Owen, 629 F.3d at 1276 (internal footnote omitted). The same is true here. [Defendant debt collector]as Owen’s debt collector, “did not cite any internal controls it uses to reduce the incidence of improper debt collection”, opting instead to outsource all of its monitoring operations to his creditor, [debt buyer]. Carter vs. Capital Link Management 21-cv-00088 (ND AL 2022).”
The above excerpt from the Court’s July 12, 2022 decision in Carter details the current expectations of this Court for a debt collector to establish a defense of bona fide mistake when sending text messages.
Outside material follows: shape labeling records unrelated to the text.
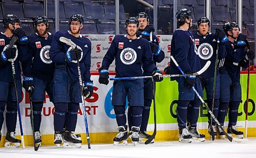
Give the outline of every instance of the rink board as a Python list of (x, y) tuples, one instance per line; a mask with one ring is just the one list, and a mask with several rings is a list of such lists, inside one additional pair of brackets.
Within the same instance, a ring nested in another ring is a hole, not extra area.
[[(111, 76), (111, 78), (114, 76)], [(113, 106), (111, 104), (113, 81), (111, 81), (108, 85), (98, 83), (98, 76), (92, 76), (94, 81), (94, 93), (90, 99), (86, 99), (86, 109), (88, 116), (88, 122), (90, 137), (92, 143), (111, 143), (113, 138), (117, 133), (116, 122)], [(239, 109), (238, 127), (244, 131), (245, 114), (244, 107), (245, 106), (246, 97), (247, 75), (241, 75), (241, 85), (243, 102)], [(253, 93), (256, 89), (256, 75), (250, 75), (250, 103), (249, 104), (248, 116), (248, 137), (255, 137), (256, 114), (255, 114), (255, 101), (256, 95)], [(22, 112), (23, 131), (25, 135), (25, 144), (32, 145), (33, 144), (32, 130), (29, 117), (29, 101), (28, 94), (25, 93), (23, 95), (22, 102), (20, 104)], [(46, 97), (48, 96), (46, 95)], [(178, 140), (178, 125), (175, 109), (178, 99), (178, 86), (176, 81), (170, 81), (169, 78), (165, 78), (164, 81), (156, 84), (156, 103), (157, 118), (157, 134), (156, 141), (169, 141)], [(82, 133), (83, 142), (86, 143), (84, 122), (82, 115), (82, 108), (80, 105), (78, 112), (78, 121), (76, 133)], [(243, 106), (244, 105), (244, 106)], [(153, 108), (152, 106), (151, 116), (147, 130), (154, 130)], [(42, 122), (40, 131), (42, 134), (42, 144), (53, 144), (53, 112), (54, 108), (53, 104), (47, 98), (41, 112)], [(127, 109), (126, 109), (127, 112)], [(201, 131), (208, 138), (207, 128), (208, 126), (206, 116), (207, 110), (205, 107), (200, 107), (198, 126)], [(227, 117), (225, 124), (227, 126)], [(16, 131), (17, 135), (20, 135), (19, 126), (17, 121)], [(4, 123), (2, 132), (3, 136), (6, 133), (5, 122)], [(0, 143), (3, 146), (5, 141), (4, 137)]]

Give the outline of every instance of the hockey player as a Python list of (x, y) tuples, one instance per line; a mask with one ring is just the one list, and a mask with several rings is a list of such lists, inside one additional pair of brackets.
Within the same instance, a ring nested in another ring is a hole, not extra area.
[[(137, 32), (137, 36), (147, 39), (148, 41), (150, 41), (150, 33), (155, 32), (155, 29), (152, 25), (150, 24), (150, 18), (147, 13), (145, 12), (140, 12), (138, 14), (137, 19), (139, 22), (139, 31)], [(155, 64), (156, 62), (161, 62), (164, 59), (164, 52), (162, 51), (161, 47), (159, 47), (157, 37), (155, 35), (152, 35), (153, 41), (150, 42), (151, 51), (153, 55), (153, 61)], [(142, 66), (144, 65), (142, 65)], [(143, 67), (143, 70), (146, 70), (146, 67)], [(144, 71), (143, 71), (143, 76), (150, 76), (152, 75), (151, 72)], [(142, 110), (142, 118), (141, 122), (141, 126), (139, 132), (140, 141), (142, 139), (148, 139), (151, 137), (151, 135), (146, 132), (146, 127), (147, 126), (147, 122), (150, 118), (150, 107), (153, 99), (153, 82), (151, 79), (145, 79), (143, 81), (144, 83), (144, 106)], [(128, 123), (130, 131), (131, 132), (131, 110), (128, 109)], [(131, 134), (129, 132), (129, 134)], [(154, 140), (152, 143), (154, 143)]]
[[(81, 74), (83, 96), (90, 98), (93, 93), (93, 83), (91, 80), (91, 43), (80, 34), (83, 28), (83, 19), (80, 14), (74, 14), (69, 19), (69, 31), (58, 31), (53, 37), (50, 50), (50, 57), (55, 63), (53, 79), (53, 97), (55, 111), (54, 116), (54, 144), (59, 147), (62, 142), (61, 132), (65, 122), (67, 128), (63, 133), (63, 146), (80, 147), (81, 140), (74, 133), (77, 120), (80, 95), (77, 60), (79, 60)], [(76, 45), (75, 49), (61, 42), (60, 37), (70, 39)]]
[(28, 37), (29, 43), (26, 47), (26, 50), (30, 56), (30, 77), (33, 78), (34, 89), (29, 89), (29, 86), (26, 85), (27, 82), (24, 82), (23, 85), (27, 92), (31, 93), (35, 142), (40, 146), (41, 142), (40, 132), (41, 111), (46, 91), (50, 101), (53, 101), (54, 64), (49, 55), (53, 35), (48, 32), (49, 25), (45, 16), (37, 16), (34, 20), (33, 26), (35, 33)]
[[(26, 44), (28, 37), (25, 32), (20, 29), (19, 18), (14, 14), (6, 15), (3, 20), (5, 32), (0, 34), (0, 131), (4, 123), (4, 111), (6, 104), (6, 122), (7, 128), (5, 147), (19, 147), (20, 140), (15, 138), (15, 128), (17, 122), (17, 99), (22, 99), (21, 70), (19, 61), (23, 63), (28, 58), (28, 55), (20, 51), (20, 46)], [(18, 40), (13, 47), (10, 48), (9, 43), (13, 36)], [(16, 84), (18, 98), (16, 98), (14, 84), (12, 62), (14, 61)], [(26, 70), (24, 69), (24, 70)], [(24, 72), (25, 73), (25, 72)], [(0, 132), (1, 133), (1, 132)], [(1, 135), (1, 134), (0, 134)], [(1, 139), (1, 137), (0, 137)]]
[[(207, 70), (201, 75), (202, 89), (205, 88), (207, 104), (210, 109), (212, 107), (213, 87), (214, 75), (215, 71), (215, 62), (216, 60), (217, 41), (219, 38), (220, 43), (219, 44), (218, 55), (219, 59), (222, 59), (226, 56), (224, 42), (227, 41), (227, 37), (223, 30), (216, 29), (215, 34), (209, 32), (210, 29), (210, 21), (206, 17), (201, 17), (197, 22), (198, 32), (193, 34), (195, 40), (196, 46), (198, 51), (198, 55), (201, 65), (204, 65), (208, 60), (211, 64)], [(217, 70), (216, 78), (215, 95), (213, 114), (218, 117), (220, 98), (220, 75), (219, 71)], [(190, 108), (190, 106), (189, 106)], [(208, 113), (208, 132), (210, 134), (210, 115)], [(212, 121), (213, 131), (215, 136), (217, 133), (215, 130), (215, 122)]]
[[(99, 70), (99, 82), (109, 83), (109, 67), (115, 59), (117, 77), (142, 76), (143, 71), (151, 72), (155, 81), (163, 80), (162, 73), (157, 70), (152, 59), (148, 42), (136, 37), (139, 22), (135, 17), (129, 17), (125, 21), (127, 35), (117, 35), (102, 61)], [(143, 107), (143, 80), (117, 80), (114, 82), (112, 105), (116, 115), (119, 133), (114, 138), (114, 145), (123, 142), (127, 144), (128, 138), (125, 112), (126, 97), (128, 97), (132, 116), (132, 131), (130, 137), (134, 145), (139, 141), (139, 131), (141, 124)]]
[[(192, 26), (192, 13), (186, 9), (182, 9), (176, 13), (176, 18), (180, 28), (174, 33), (171, 43), (170, 55), (176, 59), (181, 69), (186, 74), (197, 72), (200, 70), (201, 65), (198, 56), (197, 48), (195, 46), (192, 34), (188, 31)], [(170, 60), (170, 74), (180, 74), (174, 62)], [(205, 136), (200, 133), (197, 128), (200, 100), (195, 96), (191, 89), (194, 86), (200, 96), (203, 91), (200, 81), (197, 77), (172, 78), (178, 83), (179, 99), (177, 107), (178, 125), (179, 126), (179, 141), (191, 142), (191, 139), (204, 141)], [(188, 106), (191, 106), (188, 108)], [(187, 112), (188, 126), (186, 128)]]
[[(224, 125), (226, 110), (228, 105), (228, 125), (227, 133), (234, 134), (239, 138), (243, 138), (243, 132), (236, 128), (238, 114), (238, 108), (242, 101), (240, 84), (241, 67), (247, 67), (248, 59), (253, 59), (254, 52), (251, 50), (245, 51), (245, 48), (249, 44), (246, 36), (240, 34), (238, 25), (235, 22), (227, 22), (223, 26), (223, 30), (228, 37), (228, 41), (225, 44), (227, 55), (225, 60), (220, 62), (219, 69), (221, 80), (220, 107), (218, 120)], [(248, 46), (247, 46), (248, 48)], [(223, 131), (218, 128), (221, 138), (224, 138)]]

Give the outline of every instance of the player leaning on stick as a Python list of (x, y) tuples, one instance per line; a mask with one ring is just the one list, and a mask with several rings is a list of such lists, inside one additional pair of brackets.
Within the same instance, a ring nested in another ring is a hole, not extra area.
[[(20, 46), (27, 43), (28, 37), (25, 32), (20, 28), (19, 18), (14, 14), (7, 14), (3, 20), (5, 32), (0, 34), (0, 140), (1, 130), (4, 123), (4, 111), (6, 104), (7, 112), (5, 120), (7, 133), (5, 146), (19, 146), (20, 140), (15, 137), (15, 128), (17, 122), (17, 99), (19, 102), (22, 99), (22, 82), (20, 67), (19, 61), (26, 63), (28, 59), (28, 54), (20, 49)], [(18, 38), (13, 47), (10, 48), (9, 43), (13, 36)], [(16, 98), (14, 84), (14, 79), (12, 72), (12, 62), (14, 60), (15, 74), (16, 79), (17, 96)], [(26, 69), (23, 66), (24, 74)]]
[[(185, 73), (197, 72), (201, 69), (199, 57), (195, 46), (193, 35), (188, 31), (189, 27), (192, 26), (192, 13), (189, 10), (182, 9), (177, 12), (176, 16), (180, 28), (174, 33), (170, 55), (176, 59)], [(170, 60), (170, 74), (180, 73), (172, 60)], [(191, 89), (194, 86), (200, 96), (203, 95), (199, 79), (197, 77), (185, 78), (179, 77), (171, 78), (171, 80), (176, 80), (178, 83), (179, 99), (177, 115), (179, 141), (190, 143), (193, 137), (200, 141), (204, 141), (205, 136), (200, 134), (197, 128), (201, 101)], [(190, 107), (188, 108), (188, 106)], [(188, 129), (186, 128), (187, 119)]]
[[(248, 67), (248, 59), (254, 58), (254, 52), (250, 49), (245, 51), (249, 43), (246, 36), (240, 33), (240, 28), (236, 22), (227, 22), (223, 26), (223, 30), (228, 37), (228, 41), (225, 44), (227, 55), (225, 60), (221, 60), (219, 69), (221, 79), (221, 94), (218, 120), (224, 125), (226, 110), (228, 107), (228, 125), (227, 133), (234, 134), (238, 138), (243, 138), (243, 132), (237, 129), (236, 125), (238, 115), (238, 108), (242, 101), (240, 84), (241, 67)], [(218, 133), (221, 138), (224, 134), (220, 128)]]
[[(215, 62), (216, 58), (216, 49), (217, 48), (217, 40), (219, 39), (219, 50), (218, 56), (219, 59), (222, 59), (226, 56), (226, 50), (224, 42), (227, 41), (227, 37), (223, 30), (216, 29), (215, 34), (209, 33), (210, 21), (206, 17), (201, 17), (197, 21), (198, 32), (193, 34), (195, 40), (196, 46), (198, 48), (198, 55), (201, 65), (205, 64), (206, 62), (210, 60), (211, 64), (207, 70), (201, 75), (202, 89), (205, 88), (207, 105), (210, 109), (212, 107), (212, 95), (214, 82), (215, 77)], [(217, 69), (216, 76), (215, 95), (213, 113), (217, 117), (219, 105), (220, 98), (220, 75)], [(210, 134), (210, 115), (208, 114), (208, 132)], [(212, 120), (213, 131), (215, 136), (217, 133), (215, 130), (215, 122)]]
[[(66, 131), (63, 133), (63, 146), (75, 145), (80, 147), (82, 141), (74, 133), (77, 121), (79, 103), (82, 102), (78, 79), (79, 60), (82, 82), (84, 84), (83, 96), (90, 98), (93, 93), (93, 83), (91, 80), (91, 43), (80, 34), (83, 28), (83, 19), (80, 14), (74, 14), (69, 20), (69, 31), (58, 31), (53, 37), (50, 57), (55, 63), (53, 79), (53, 97), (55, 110), (54, 115), (54, 144), (58, 147), (62, 142), (61, 133), (67, 116)], [(59, 40), (60, 37), (71, 39), (76, 45), (75, 49)], [(67, 113), (66, 113), (67, 112)]]
[[(143, 71), (151, 72), (155, 81), (163, 80), (161, 72), (157, 70), (152, 58), (147, 40), (136, 37), (139, 22), (135, 17), (129, 17), (125, 21), (127, 35), (117, 35), (105, 55), (101, 67), (99, 70), (99, 82), (109, 83), (108, 69), (115, 59), (116, 77), (142, 76)], [(126, 141), (127, 132), (125, 103), (126, 96), (132, 116), (132, 134), (130, 137), (135, 145), (139, 141), (139, 131), (141, 124), (143, 104), (143, 80), (116, 80), (114, 82), (112, 105), (117, 122), (119, 133), (114, 138), (114, 145)]]

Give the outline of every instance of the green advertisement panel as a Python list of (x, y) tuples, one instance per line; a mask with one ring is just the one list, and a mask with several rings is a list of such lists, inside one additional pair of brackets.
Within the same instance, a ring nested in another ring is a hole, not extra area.
[[(238, 121), (245, 120), (247, 75), (241, 75), (242, 103), (239, 105)], [(255, 102), (256, 101), (256, 74), (250, 75), (248, 117), (249, 121), (256, 121)], [(176, 107), (178, 101), (178, 83), (165, 78), (162, 82), (156, 83), (156, 106), (157, 123), (177, 123)], [(204, 92), (206, 96), (205, 92)], [(203, 98), (206, 101), (206, 97)], [(149, 123), (154, 123), (153, 104), (151, 107)], [(207, 111), (204, 105), (201, 105), (199, 110), (199, 122), (206, 122)], [(226, 117), (225, 121), (228, 121)]]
The Carter case is a great example of the kind of detailed practical guidance that the CFPB could provide to debt collectors, such as specific procedures with examples of communicating with consumers via SMS. Unfortunately, the CFPB’s guidelines on electronic communications to date through Regulation F have primarily focused on avoiding third-party disclosures when using email, a harm that is rarely (or even never) affirmed. Additionally, the CFPB’s tortured guidelines on how a debt collector can issue the posting notice electronically are so convoluted that they are impossible to implement in most cases.
It is even more disconcerting that the CFPB chooses to expend considerable taxpayer resources to issue advisory opinions on some issues while being silent on others. For example, on June 30, 2022, the CFPB issued a 10-page advisory opinion reiterating its position on convenience fees that it had previously issued on August 2, 2017. FDCPA Advisory Opinion; Pay-to-Pay fees (consumerfinance.gov)
The 2022 advisory opinion above is not materially different from the opinion published by the CFPB in 2017 on exactly the same subject. Why would the CFPB choose to reiterate its position on a long-settled concern such as convenience fees when issues involving text-based debt collectors and letter sellers remain unresolved? Unfortunately, in the absence of relevant guidance from the CFPB, we can expect the Federal Courts to fill the void and continue to define the procedures for communicating via text with consumers.
See the complete order in Carter vs. Capital Link Management here.